= Warren T. Thompson =

American photographer

Warren T. Thompson (active 1840–1870) was an American photographer. Between 1840 and 1846 Thompson worked in Philadelphia and in 1843 refined Daniel Davis Jr.'s electroplating method for colouring daguerreotypes by using a gum tragacanth resist. With this technique colours could be built up in the manner of some types of printmaking. According to an article in the 1892 American Journal of Photography by editor Julius Sachse, Thompson traveled to Paris in 1845 from New York without speaking any French and with an introduction from the Russian Consul in New York to the Russian Vice-Consul in Paris who in turn arranged an introduction to Russian photographer Sergei Lvovich Levitsky. Levitsky is quoted by Sachse as declaring Thompson's daguerreotypes were 'works of art'. Sachse further claims that Thompson influenced for the development of portrait daguerreotypes in Paris. From 1849-50 Thompson was listed as a photographer at 14 boulevard Poissonnière, rue Basse-du-Rempart in 1851, then 22 rue de Choiseul from 1853-59. Levitsky returned to Russia by 1849 but came back to Paris by 1859 where he took over Thompson's Choiseul address. This was also the premises for the French arts club.
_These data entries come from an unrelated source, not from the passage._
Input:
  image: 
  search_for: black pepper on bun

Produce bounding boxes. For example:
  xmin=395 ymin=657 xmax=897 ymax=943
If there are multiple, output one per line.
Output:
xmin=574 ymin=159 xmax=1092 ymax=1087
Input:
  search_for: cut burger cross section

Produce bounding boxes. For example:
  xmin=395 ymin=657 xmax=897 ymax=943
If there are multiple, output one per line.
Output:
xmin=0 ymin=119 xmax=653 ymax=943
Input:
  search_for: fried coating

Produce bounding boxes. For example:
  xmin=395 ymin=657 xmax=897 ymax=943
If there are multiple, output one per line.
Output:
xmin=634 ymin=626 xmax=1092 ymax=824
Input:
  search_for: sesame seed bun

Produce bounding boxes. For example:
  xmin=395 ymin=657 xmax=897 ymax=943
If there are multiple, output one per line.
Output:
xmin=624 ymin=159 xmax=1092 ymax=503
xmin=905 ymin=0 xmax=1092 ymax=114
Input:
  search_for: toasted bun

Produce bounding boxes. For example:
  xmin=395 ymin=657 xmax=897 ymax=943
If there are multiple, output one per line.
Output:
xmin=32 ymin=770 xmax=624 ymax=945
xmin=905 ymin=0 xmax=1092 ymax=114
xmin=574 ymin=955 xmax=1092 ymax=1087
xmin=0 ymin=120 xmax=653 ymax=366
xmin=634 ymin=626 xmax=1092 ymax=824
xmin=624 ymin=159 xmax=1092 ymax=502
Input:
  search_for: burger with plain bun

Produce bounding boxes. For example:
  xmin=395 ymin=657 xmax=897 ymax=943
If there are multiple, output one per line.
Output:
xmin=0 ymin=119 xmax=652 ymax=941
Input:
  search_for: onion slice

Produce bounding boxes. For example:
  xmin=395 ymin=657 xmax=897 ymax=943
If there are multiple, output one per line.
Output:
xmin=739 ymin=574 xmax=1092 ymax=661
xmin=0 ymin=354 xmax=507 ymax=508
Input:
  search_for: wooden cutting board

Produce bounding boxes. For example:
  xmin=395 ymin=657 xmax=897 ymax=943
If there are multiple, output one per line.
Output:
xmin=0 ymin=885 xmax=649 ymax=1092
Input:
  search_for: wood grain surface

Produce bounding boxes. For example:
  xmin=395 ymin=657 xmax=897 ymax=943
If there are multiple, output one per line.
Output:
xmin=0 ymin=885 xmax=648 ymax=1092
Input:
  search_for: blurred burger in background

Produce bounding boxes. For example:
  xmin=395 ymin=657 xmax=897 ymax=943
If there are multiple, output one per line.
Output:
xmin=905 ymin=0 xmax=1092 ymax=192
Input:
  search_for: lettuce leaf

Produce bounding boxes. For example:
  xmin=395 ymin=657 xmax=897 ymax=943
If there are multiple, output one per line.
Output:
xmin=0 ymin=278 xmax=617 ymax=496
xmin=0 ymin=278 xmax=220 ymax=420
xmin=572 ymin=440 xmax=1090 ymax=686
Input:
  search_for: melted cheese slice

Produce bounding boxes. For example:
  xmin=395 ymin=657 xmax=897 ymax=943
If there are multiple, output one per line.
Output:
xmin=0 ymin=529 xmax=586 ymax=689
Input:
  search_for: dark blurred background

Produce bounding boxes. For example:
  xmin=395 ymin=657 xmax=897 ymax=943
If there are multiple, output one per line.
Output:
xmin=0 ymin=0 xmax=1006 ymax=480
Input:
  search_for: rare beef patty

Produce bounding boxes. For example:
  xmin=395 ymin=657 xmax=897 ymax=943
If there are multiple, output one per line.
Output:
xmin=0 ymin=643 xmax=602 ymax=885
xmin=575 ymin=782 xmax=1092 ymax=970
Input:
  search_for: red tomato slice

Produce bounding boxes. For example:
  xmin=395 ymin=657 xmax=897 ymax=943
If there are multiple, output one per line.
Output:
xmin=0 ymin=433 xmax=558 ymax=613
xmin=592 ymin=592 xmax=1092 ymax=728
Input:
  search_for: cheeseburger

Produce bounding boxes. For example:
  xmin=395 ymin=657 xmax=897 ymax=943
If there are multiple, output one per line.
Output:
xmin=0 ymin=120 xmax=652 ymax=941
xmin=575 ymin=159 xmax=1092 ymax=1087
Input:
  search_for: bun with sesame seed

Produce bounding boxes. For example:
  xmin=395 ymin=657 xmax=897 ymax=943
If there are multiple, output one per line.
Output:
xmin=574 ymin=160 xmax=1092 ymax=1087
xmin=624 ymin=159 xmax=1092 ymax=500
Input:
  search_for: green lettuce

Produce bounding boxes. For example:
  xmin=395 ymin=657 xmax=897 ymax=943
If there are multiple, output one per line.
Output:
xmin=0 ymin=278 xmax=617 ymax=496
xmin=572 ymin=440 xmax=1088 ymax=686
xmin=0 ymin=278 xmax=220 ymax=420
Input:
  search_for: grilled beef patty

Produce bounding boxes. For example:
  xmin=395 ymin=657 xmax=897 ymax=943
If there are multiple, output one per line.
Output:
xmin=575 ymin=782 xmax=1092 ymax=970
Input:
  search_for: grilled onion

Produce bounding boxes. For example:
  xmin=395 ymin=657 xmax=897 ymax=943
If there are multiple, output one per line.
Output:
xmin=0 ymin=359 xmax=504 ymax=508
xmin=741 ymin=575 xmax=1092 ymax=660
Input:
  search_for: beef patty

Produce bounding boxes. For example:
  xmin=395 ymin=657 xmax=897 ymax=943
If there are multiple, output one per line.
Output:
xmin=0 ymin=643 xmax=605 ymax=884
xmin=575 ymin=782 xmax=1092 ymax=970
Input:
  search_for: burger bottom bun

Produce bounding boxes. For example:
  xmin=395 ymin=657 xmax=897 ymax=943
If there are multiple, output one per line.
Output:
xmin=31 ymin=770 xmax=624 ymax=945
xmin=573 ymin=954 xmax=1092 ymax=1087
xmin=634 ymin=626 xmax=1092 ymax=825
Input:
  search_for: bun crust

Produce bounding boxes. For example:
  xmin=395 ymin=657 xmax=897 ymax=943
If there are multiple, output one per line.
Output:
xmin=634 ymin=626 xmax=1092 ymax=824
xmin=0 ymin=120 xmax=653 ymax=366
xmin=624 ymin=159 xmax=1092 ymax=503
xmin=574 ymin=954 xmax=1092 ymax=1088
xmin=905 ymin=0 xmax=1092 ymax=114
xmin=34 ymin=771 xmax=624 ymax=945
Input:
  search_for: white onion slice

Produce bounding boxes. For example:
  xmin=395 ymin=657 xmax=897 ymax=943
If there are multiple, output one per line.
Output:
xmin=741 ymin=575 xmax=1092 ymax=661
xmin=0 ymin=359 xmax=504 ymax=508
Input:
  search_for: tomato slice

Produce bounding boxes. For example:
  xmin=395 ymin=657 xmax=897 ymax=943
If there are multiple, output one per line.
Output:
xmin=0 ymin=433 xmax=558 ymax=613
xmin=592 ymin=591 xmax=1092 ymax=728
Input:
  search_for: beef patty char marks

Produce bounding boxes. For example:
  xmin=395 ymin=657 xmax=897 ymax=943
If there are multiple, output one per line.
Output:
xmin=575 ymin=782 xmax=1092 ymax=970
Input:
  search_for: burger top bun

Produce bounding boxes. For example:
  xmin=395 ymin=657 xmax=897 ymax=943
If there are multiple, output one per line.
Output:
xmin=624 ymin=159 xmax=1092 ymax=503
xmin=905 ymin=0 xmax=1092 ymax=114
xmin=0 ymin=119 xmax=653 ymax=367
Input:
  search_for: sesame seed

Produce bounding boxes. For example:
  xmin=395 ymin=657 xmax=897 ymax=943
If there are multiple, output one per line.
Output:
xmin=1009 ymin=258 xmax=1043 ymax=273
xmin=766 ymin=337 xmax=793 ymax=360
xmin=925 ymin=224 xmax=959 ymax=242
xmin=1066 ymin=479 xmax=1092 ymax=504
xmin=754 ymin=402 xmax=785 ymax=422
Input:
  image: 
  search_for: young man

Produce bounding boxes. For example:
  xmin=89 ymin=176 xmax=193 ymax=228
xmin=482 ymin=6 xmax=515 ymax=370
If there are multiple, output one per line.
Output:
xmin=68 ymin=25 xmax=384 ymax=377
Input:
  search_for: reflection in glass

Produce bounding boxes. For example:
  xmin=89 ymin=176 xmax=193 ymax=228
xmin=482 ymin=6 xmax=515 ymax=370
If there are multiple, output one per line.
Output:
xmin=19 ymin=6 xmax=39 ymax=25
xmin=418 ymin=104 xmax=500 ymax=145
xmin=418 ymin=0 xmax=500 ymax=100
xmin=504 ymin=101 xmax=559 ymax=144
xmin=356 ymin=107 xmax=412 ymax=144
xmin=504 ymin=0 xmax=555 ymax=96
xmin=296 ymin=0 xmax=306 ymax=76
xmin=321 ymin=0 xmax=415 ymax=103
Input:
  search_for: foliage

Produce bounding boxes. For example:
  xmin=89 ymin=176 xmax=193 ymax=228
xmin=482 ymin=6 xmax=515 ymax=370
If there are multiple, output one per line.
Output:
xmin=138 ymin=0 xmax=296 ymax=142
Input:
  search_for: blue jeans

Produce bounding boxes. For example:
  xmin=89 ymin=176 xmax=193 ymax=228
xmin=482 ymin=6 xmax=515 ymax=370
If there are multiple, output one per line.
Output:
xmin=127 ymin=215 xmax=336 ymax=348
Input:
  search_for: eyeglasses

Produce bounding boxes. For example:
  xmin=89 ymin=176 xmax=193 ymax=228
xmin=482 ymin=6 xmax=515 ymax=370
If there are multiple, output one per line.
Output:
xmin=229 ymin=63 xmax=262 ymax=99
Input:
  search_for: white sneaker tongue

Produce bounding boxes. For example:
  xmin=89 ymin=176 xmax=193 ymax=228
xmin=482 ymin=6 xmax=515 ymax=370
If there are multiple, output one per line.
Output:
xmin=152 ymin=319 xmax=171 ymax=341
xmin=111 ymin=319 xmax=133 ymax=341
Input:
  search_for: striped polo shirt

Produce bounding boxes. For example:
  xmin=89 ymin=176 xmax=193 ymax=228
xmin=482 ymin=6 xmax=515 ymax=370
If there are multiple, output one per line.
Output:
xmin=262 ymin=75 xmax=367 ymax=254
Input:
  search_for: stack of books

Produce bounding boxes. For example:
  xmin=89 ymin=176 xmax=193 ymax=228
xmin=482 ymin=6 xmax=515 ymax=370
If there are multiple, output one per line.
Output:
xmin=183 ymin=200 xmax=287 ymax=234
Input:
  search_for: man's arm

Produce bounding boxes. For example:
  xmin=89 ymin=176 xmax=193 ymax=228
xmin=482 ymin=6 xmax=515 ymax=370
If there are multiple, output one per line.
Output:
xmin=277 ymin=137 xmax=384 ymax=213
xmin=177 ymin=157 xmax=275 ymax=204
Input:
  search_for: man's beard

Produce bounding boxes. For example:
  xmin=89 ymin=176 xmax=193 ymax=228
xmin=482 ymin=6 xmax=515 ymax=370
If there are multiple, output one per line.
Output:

Thompson (a.k.a. surname 'Warren-Thompson') produced daguerreotypes in Paris as well as very fine stereo daguerreotypes and a number of theatrical self-portraits some of very large size, but his body of known work is scant. The skill of his surviving work suggests he may have trained as a painter. For a pioneer era photographer whose role appears to have been quite prominent in Paris in the 1840s and 50s, Thompson's career is poorly known.